Author: M.Prince (25 May 08 9:42pm)
You'd think we were on a 486 wouldn't you....
We actually have pretty significant hardware spread across two world-class data centers. The problem is that our original schema hasn't been able to keep up with our increased load. Let me describe our current setup in order to explain the problem:
- We receive many million email messages each day (far more than we report on our statistics page).
- Those messages all arrive at autonomous mail servers that know nothing about the rest of the Project.
- At specified intervals, a central machine collects the messages that have been received on one of the mail servers to process them.
- Approximately 1 in 7 messages we receive is from an IP address we haven't seen before.
- Each new IP address results, effectively, in a new web page.
- At the same time, harvesters are banging away at honey pot pages around the web. Each time one of the honey pots is accessed, we need to respond with a new spam trap email address and record the IP that the spam trap was handed to.

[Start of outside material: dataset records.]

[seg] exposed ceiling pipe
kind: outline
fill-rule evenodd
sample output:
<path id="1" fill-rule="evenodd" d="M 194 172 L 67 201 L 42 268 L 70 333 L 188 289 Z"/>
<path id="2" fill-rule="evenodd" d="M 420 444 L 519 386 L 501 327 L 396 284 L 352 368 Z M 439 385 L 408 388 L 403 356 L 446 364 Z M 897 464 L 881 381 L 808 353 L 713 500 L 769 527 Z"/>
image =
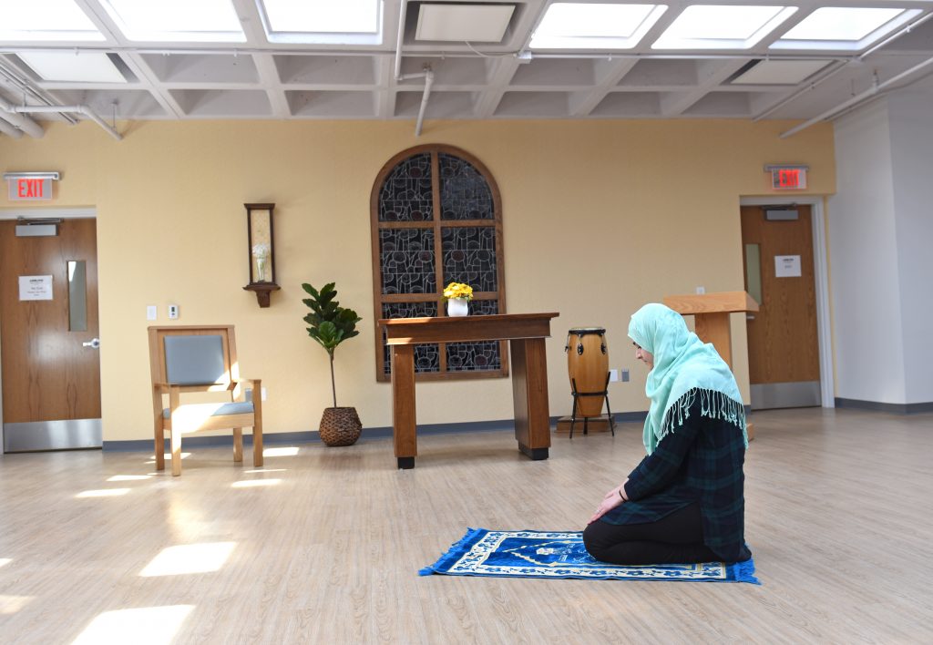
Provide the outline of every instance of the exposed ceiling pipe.
<path id="1" fill-rule="evenodd" d="M 930 15 L 933 15 L 933 14 L 930 14 Z M 777 110 L 781 109 L 782 107 L 784 107 L 785 105 L 787 105 L 788 103 L 792 103 L 792 102 L 796 101 L 801 94 L 804 94 L 804 93 L 810 91 L 811 90 L 815 90 L 819 85 L 821 85 L 823 82 L 829 80 L 829 78 L 832 78 L 834 76 L 836 76 L 837 74 L 839 74 L 840 72 L 842 72 L 843 69 L 845 69 L 845 67 L 846 67 L 846 64 L 844 63 L 835 63 L 835 67 L 833 67 L 832 69 L 830 69 L 827 74 L 824 74 L 819 78 L 816 78 L 815 80 L 813 80 L 813 81 L 807 83 L 807 86 L 805 88 L 801 88 L 800 90 L 798 90 L 797 91 L 795 91 L 794 93 L 792 93 L 790 96 L 784 97 L 783 99 L 781 99 L 780 101 L 778 101 L 777 103 L 775 103 L 773 105 L 772 105 L 768 109 L 764 110 L 763 112 L 759 112 L 757 115 L 755 115 L 752 118 L 752 121 L 757 123 L 758 121 L 761 120 L 762 119 L 764 119 L 768 115 L 773 114 Z"/>
<path id="2" fill-rule="evenodd" d="M 402 0 L 398 9 L 398 37 L 396 39 L 396 80 L 402 79 L 402 42 L 405 40 L 405 13 L 408 0 Z"/>
<path id="3" fill-rule="evenodd" d="M 121 140 L 123 136 L 114 130 L 110 125 L 97 116 L 88 105 L 13 105 L 13 112 L 35 112 L 35 113 L 56 113 L 56 112 L 76 112 L 77 114 L 83 114 L 85 117 L 92 120 L 97 125 L 101 126 L 107 131 L 107 133 L 118 141 Z"/>
<path id="4" fill-rule="evenodd" d="M 45 136 L 46 131 L 42 129 L 42 126 L 29 117 L 23 117 L 21 114 L 17 114 L 16 107 L 17 106 L 13 104 L 8 103 L 3 97 L 0 97 L 0 110 L 6 112 L 6 114 L 3 115 L 5 119 L 32 137 L 41 139 Z"/>
<path id="5" fill-rule="evenodd" d="M 919 63 L 913 65 L 912 67 L 911 67 L 910 69 L 908 69 L 908 70 L 906 70 L 904 72 L 901 72 L 900 74 L 898 74 L 898 75 L 897 75 L 895 77 L 891 77 L 890 78 L 888 78 L 887 80 L 885 80 L 884 83 L 879 83 L 877 81 L 877 77 L 876 77 L 875 78 L 875 82 L 871 84 L 871 87 L 869 88 L 868 90 L 866 90 L 865 91 L 863 91 L 862 93 L 856 94 L 855 96 L 853 96 L 852 98 L 850 98 L 848 101 L 845 101 L 844 103 L 842 103 L 842 104 L 836 105 L 835 107 L 832 107 L 832 108 L 827 110 L 823 114 L 821 114 L 819 116 L 816 116 L 816 117 L 814 117 L 810 120 L 804 121 L 803 123 L 801 123 L 800 125 L 795 126 L 795 127 L 791 128 L 790 130 L 788 130 L 788 131 L 787 131 L 785 133 L 781 133 L 780 137 L 782 139 L 786 139 L 788 136 L 791 136 L 792 134 L 796 134 L 797 133 L 801 132 L 801 130 L 805 130 L 806 128 L 809 128 L 811 125 L 814 125 L 815 123 L 819 123 L 822 120 L 827 120 L 829 119 L 831 119 L 831 118 L 835 117 L 836 115 L 840 114 L 841 112 L 842 112 L 842 111 L 844 111 L 844 110 L 846 110 L 846 109 L 848 109 L 850 107 L 853 107 L 854 105 L 856 105 L 862 103 L 863 101 L 867 101 L 868 99 L 871 98 L 872 96 L 874 96 L 878 92 L 880 92 L 880 91 L 884 91 L 884 90 L 891 87 L 892 85 L 895 85 L 896 83 L 899 83 L 900 81 L 904 80 L 908 77 L 912 76 L 913 74 L 916 74 L 917 72 L 919 72 L 924 67 L 926 67 L 926 66 L 931 65 L 931 64 L 933 64 L 933 58 L 928 58 L 926 61 L 924 61 L 923 63 Z"/>
<path id="6" fill-rule="evenodd" d="M 14 139 L 19 139 L 22 136 L 22 131 L 19 128 L 14 128 L 12 125 L 7 122 L 3 118 L 0 118 L 0 133 L 3 133 L 7 136 L 11 136 Z"/>
<path id="7" fill-rule="evenodd" d="M 414 125 L 414 135 L 421 136 L 421 124 L 425 120 L 425 111 L 427 110 L 427 97 L 431 94 L 434 84 L 434 72 L 430 67 L 425 72 L 425 93 L 421 97 L 421 107 L 418 108 L 418 122 Z"/>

- The value of the Project is, in part, the ability to relate together various events (harvesters with spam servers with other IPs that are in the same net block) so each time an event occurs we do a lot of relating to see how that event is connected with other events we've seen.
- The scoring system we built for http:BL takes into account a number of factors including when the last activity for an IP address occurred. That means we need to traverse millions of IP records every time we build the http:BL zone files.

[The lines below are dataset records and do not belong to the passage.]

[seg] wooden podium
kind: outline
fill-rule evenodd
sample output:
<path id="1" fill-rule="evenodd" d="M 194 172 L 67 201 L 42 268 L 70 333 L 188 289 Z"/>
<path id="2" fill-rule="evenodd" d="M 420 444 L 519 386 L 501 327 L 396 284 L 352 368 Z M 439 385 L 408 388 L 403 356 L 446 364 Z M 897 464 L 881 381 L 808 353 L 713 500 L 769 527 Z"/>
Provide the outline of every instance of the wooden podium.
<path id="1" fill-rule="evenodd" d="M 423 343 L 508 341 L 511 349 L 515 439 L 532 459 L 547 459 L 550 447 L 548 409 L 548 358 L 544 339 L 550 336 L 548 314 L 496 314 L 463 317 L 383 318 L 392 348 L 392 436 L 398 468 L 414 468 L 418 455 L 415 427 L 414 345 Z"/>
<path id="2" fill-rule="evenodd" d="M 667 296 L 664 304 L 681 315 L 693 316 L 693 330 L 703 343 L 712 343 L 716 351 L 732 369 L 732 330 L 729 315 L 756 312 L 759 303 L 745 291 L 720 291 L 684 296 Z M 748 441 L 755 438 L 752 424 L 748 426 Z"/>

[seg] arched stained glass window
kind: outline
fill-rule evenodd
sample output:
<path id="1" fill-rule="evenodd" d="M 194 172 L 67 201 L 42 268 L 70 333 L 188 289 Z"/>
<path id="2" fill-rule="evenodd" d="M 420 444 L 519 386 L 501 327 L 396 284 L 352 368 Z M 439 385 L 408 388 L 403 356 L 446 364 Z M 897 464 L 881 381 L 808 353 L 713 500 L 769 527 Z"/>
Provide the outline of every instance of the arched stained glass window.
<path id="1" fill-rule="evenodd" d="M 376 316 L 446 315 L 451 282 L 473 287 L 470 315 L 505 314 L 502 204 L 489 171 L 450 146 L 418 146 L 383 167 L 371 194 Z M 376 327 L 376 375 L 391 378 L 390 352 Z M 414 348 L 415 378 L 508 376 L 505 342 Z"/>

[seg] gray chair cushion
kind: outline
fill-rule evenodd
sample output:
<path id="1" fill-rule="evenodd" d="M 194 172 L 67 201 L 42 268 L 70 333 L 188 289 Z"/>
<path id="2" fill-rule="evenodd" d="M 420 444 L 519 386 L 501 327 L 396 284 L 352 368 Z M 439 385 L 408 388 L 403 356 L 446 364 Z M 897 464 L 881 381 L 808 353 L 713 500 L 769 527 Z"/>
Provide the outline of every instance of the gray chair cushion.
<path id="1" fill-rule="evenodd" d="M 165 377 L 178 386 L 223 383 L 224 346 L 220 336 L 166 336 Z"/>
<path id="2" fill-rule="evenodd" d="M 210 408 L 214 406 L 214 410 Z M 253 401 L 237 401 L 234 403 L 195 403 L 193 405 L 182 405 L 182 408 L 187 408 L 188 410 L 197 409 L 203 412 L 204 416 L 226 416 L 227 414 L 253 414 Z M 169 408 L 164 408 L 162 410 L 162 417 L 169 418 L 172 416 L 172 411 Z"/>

- Meanwhile, we're like a Google suck -- since our website is so massively interconnected and since we create so many new pages all the time the Google spider hits us several million times per day. Literally. That's good because it gets data out and makes it more accessible. It's bad because... well, it can be overwhelming.
- The setup is fragile in so far as when we begin to fall behind the problem escalates out of control very quickly.
So we've chosen what to prioritize. We decided that we wanted to prioritize the functioning of the honey pot network, the reception of email, and the distribution of http:BL ahead of information displayed on the website. When the website goes into "Maintenance" it is because our engineers have determined that the load from the website has reached a point that it threatens one of our higher priorities. We shut down the site for a while and let the databases catch up.
What are we doing to solve the problem. First, we have ordered and installed more hardware. Instead of relying on a single back-end database we now have a master/multiple-slave setup. It helped a bit, but at the same time we installed more mail servers which has increased the volume of spam, so it hasn't helped enough.
We're also redesigning the database schema from the ground up. For example, we originally had different tables for different IP types (e.g., harvester, spam server, dictionary attacker, etc.). That made some sense because we thought of those as different things back in the day, but it meant that doing a query like "Show me the IPs near 157.252.10.251" had to hit multiple tables. Bad news. The new schema has a single table for IPs and then assigns characteristics to describe the IP in question. Lots of other similar changes that should make things like generating the http:BL zone files MUCH faster.
The good news is that during all these challenges the core functioning of the Project has remained basically online. The website goes down a lot. That frustrates me. We're working on creating a scheme that will keep is up and still allow us to provide as much useful information as possible.
|